Изменить размер шрифта - +
Тут же выскочила мысль, что ни один мужчина в здравом уме не станет делать женщине предложение, если не любит ее. Может, просто он слишком занят своими делами и не в состоянии думать ни о чем другом. Да и вообще, не хватало только, чтобы она повела себя как сварливая жена, вечно жалующаяся на то, что муж слишком много думает о работе, и подступающая к нему с вопросом, где он был, стоит ему задержаться.

Придя к этой утешительной мысли, Милли погасила лампу и закрыла глаза — чтобы почти тут же открыть их снова, потому что дверь распахнулась и Чезаре в банном халате вошел и приблизился к ее кровати.

— Прости меня, mi amore.

Он коснулся ее в темноте и обнял.

— Я старался тебя не замечать! — горячо проговорил он. — Потому что стоило только на тебя взглянуть, как тут же хотелось обнять тебя и поцеловать. Ты мне ужасно нужна, но я не хотел выдавать наш секрет. Бабушка стара, но далеко не глупа. Скажи, что ты прощаешь меня!

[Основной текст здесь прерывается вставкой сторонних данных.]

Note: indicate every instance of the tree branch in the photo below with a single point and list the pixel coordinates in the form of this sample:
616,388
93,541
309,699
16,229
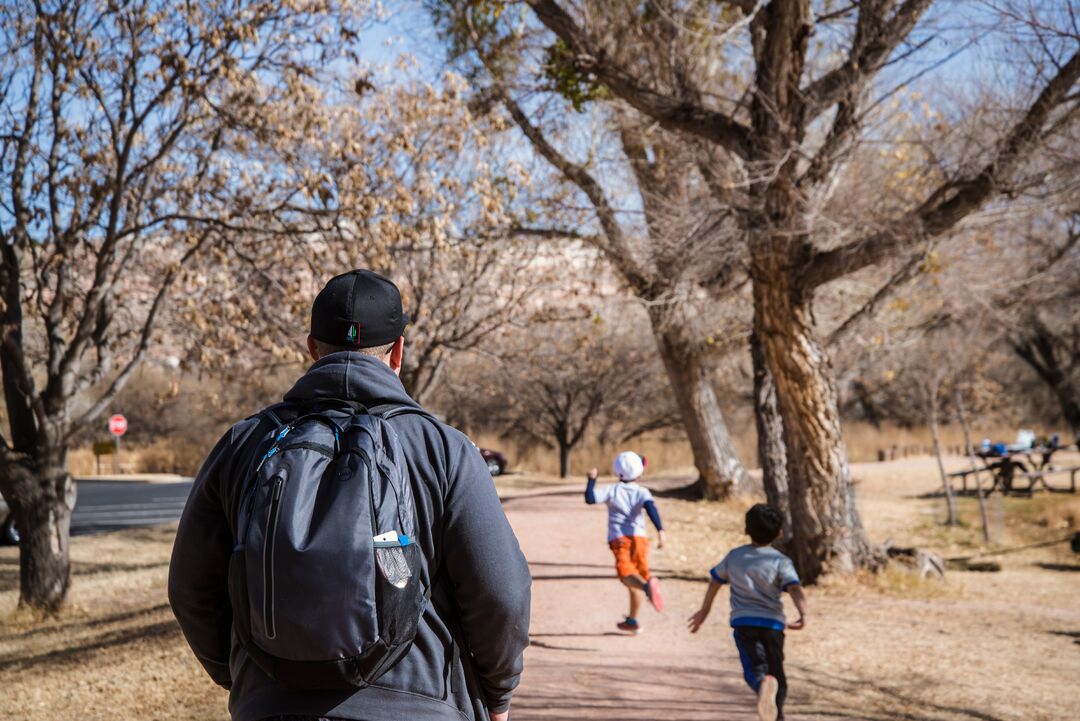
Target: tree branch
672,113
875,40
954,200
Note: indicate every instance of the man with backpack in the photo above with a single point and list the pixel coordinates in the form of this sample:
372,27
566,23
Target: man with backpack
343,555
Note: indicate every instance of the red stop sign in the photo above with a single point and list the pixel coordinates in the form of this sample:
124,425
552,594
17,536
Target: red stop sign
118,425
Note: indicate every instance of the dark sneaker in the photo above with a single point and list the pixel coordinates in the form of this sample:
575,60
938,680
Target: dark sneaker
652,593
767,698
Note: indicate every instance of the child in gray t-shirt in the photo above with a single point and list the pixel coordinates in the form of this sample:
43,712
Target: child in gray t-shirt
758,575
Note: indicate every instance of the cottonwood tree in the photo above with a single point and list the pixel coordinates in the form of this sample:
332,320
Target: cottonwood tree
1044,321
657,243
408,184
788,131
124,137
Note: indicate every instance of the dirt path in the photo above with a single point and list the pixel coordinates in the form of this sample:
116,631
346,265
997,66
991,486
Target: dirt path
579,665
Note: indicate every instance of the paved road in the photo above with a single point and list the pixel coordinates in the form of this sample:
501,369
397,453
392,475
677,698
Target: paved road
105,505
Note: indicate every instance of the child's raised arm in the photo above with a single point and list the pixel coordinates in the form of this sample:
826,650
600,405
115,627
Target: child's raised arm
591,487
800,603
650,508
706,604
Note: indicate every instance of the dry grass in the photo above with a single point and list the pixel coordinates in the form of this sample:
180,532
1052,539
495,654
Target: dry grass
174,456
993,647
998,647
670,452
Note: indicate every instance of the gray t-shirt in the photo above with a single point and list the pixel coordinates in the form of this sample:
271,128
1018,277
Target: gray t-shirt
757,576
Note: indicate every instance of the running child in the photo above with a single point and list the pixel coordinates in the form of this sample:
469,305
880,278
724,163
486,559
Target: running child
758,574
625,501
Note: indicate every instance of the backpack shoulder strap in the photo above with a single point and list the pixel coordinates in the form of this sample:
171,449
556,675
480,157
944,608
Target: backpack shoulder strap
387,411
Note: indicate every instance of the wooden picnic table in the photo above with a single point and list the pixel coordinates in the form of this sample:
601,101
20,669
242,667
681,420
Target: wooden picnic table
1030,464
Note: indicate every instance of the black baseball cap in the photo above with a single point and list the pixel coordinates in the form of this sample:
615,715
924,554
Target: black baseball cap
359,309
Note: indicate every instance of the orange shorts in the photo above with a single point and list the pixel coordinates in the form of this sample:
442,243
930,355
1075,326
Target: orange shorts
631,556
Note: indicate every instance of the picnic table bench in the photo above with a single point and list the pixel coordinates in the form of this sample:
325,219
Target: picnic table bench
1008,467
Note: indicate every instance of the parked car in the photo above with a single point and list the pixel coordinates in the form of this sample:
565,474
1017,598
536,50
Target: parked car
496,461
9,534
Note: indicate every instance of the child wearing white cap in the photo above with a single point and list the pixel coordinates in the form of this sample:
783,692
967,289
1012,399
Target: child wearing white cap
626,538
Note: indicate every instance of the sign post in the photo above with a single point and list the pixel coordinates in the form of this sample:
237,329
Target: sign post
118,426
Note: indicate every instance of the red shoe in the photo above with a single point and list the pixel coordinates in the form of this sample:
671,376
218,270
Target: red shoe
652,593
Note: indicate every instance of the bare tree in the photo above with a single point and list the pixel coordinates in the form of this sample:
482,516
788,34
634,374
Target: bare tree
572,379
650,248
122,136
410,185
790,133
1045,318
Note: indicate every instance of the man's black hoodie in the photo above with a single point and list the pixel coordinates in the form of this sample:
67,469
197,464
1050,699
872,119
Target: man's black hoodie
467,658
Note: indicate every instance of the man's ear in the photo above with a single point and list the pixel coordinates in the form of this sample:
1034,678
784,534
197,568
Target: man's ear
396,353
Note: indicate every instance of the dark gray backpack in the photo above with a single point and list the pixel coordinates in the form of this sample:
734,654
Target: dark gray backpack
325,575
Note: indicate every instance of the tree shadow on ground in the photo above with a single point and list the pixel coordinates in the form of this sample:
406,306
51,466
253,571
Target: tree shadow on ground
868,701
76,652
1068,568
579,688
1072,635
9,570
77,625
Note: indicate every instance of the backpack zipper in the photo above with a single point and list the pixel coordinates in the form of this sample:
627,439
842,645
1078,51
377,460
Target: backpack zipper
268,545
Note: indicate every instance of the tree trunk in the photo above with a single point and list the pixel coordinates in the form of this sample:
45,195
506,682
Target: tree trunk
826,531
969,450
564,460
41,495
714,453
946,487
771,453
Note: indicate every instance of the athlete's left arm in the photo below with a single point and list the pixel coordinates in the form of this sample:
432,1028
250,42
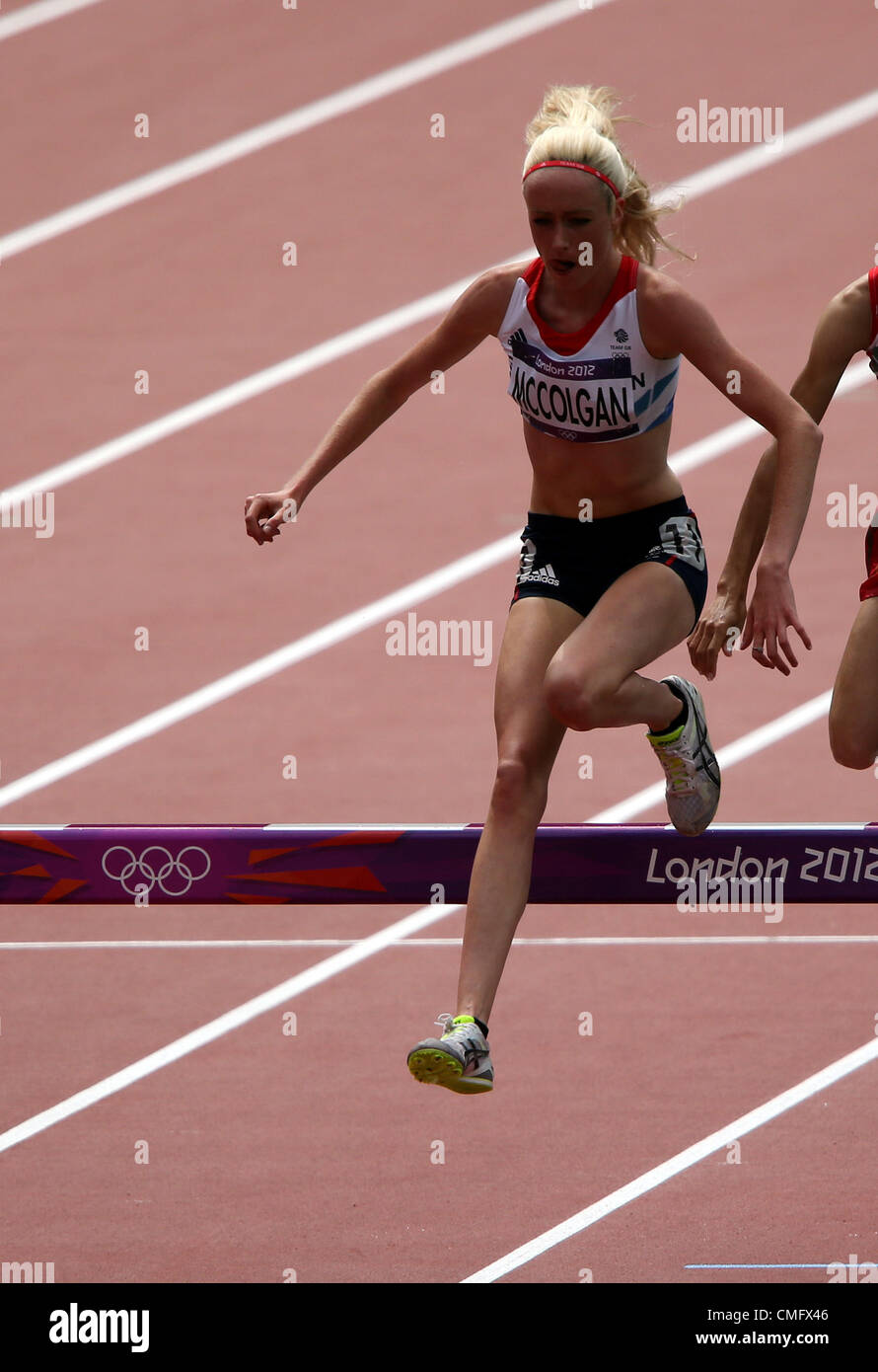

— Я прощаю тебе все-все! — Милли прижалась к Чезаре, сунув руки под халат и водя пальцами по его гладкой мускулистой груди, вдыхая опьяняющий мужской запах, пробивающийся сквозь островатый запах крема после бритья, и чувствуя, как от любви у нее кружится голова, и ругая себя за то, что думала так плохо о Чезаре.

Он же, оказывается, не смотрел на нее просто потому, что боялся выдать свое желание. Эта мысль была сладка, ведь это свидетельствовало о ее женской власти над Чезаре. Милли приподняла голову и, положив палец ему на губы, с легкой насмешкой проговорила:

— Теперь я знаю, что делать, чтобы проверить, как долго ты можешь терпеть!

— Strega! Вот и хорошо, что я уезжаю, иначе бабушка обо всем догадалась бы. — Чезаре страстно приник к губам Милли, отчего ее сердце забилось с бешеной силой, и его халат как-то сам собой исчез вместе с ее майкой, потом Чезаре привстал и включил лампу.

— Я хочу видеть тебя, amore mio, — проговорил он срывающимся голосом, кладя Джилли на спину. — И трогать. Вот здесь… — Его пальцы сжали ее соски, потом скользнули на живот, потом ниже…

Милли больше ни о чем не думала и ничего не чувствовала, кроме этих будоражащих прикосновений. Словно поняв ее, Чезаре поцеловал ее так нежно, что Милли показалось, она вот-вот умрет, и пробормотал:

— Не будем торопиться, mi amore. Сегодня мы с тобой побываем в раю не один раз, обещаю тебе.

 

ГЛАВА ДВЕНАДЦАТАЯ

 

Шел дождь, и в квартире было темно и сыро. Без занавесок, ковриков и ярких подушечек, которые Милли купила однажды холодным зимним днем, пытаясь придать квартире уютный вид, она выглядела именно такой, какой и была, — мрачной и убогой.

Милли вспомнилась мать, и у нее сжалось сердце при мысли о том, как та после удобной, спокойной жизни в хорошем доме со своим мужем оказалась в этой каморке, где и провела последние годы своей жизни. И все из-за Джилли с ее дурацкими планами.

Глядя на коробки, в которые она уложила мамины вещи, Милли чуть не заплакала, так их было мало.

Она упаковала Джиллины вещи, а самые лучшие из тех, что носила прежде сама, вместе с вещами мамы отдала в благотворительный магазин, и вот теперь грузчики выносили оставшиеся коробки и мебель. Все это должно было храниться на складе на тот случай, если Джилли вдруг вернется в Англию. Милли чувствовала себя неловко оттого, что распорядилась всем, не посоветовавшись прежде с сестрой.

Хотя неизвестно, вернется ли она вообще!

Милли и сама не могла понять, сердится ли она на сестру за то, как та поступила с мамой, или беспокоится за нее.

Как бы там ни было… Милли отошла от окна, за которым виднелась мокрая улица, и пошла в кухню готовить чай для грузчиков. От того, что она будет думать о сестре, никакого толку не будет.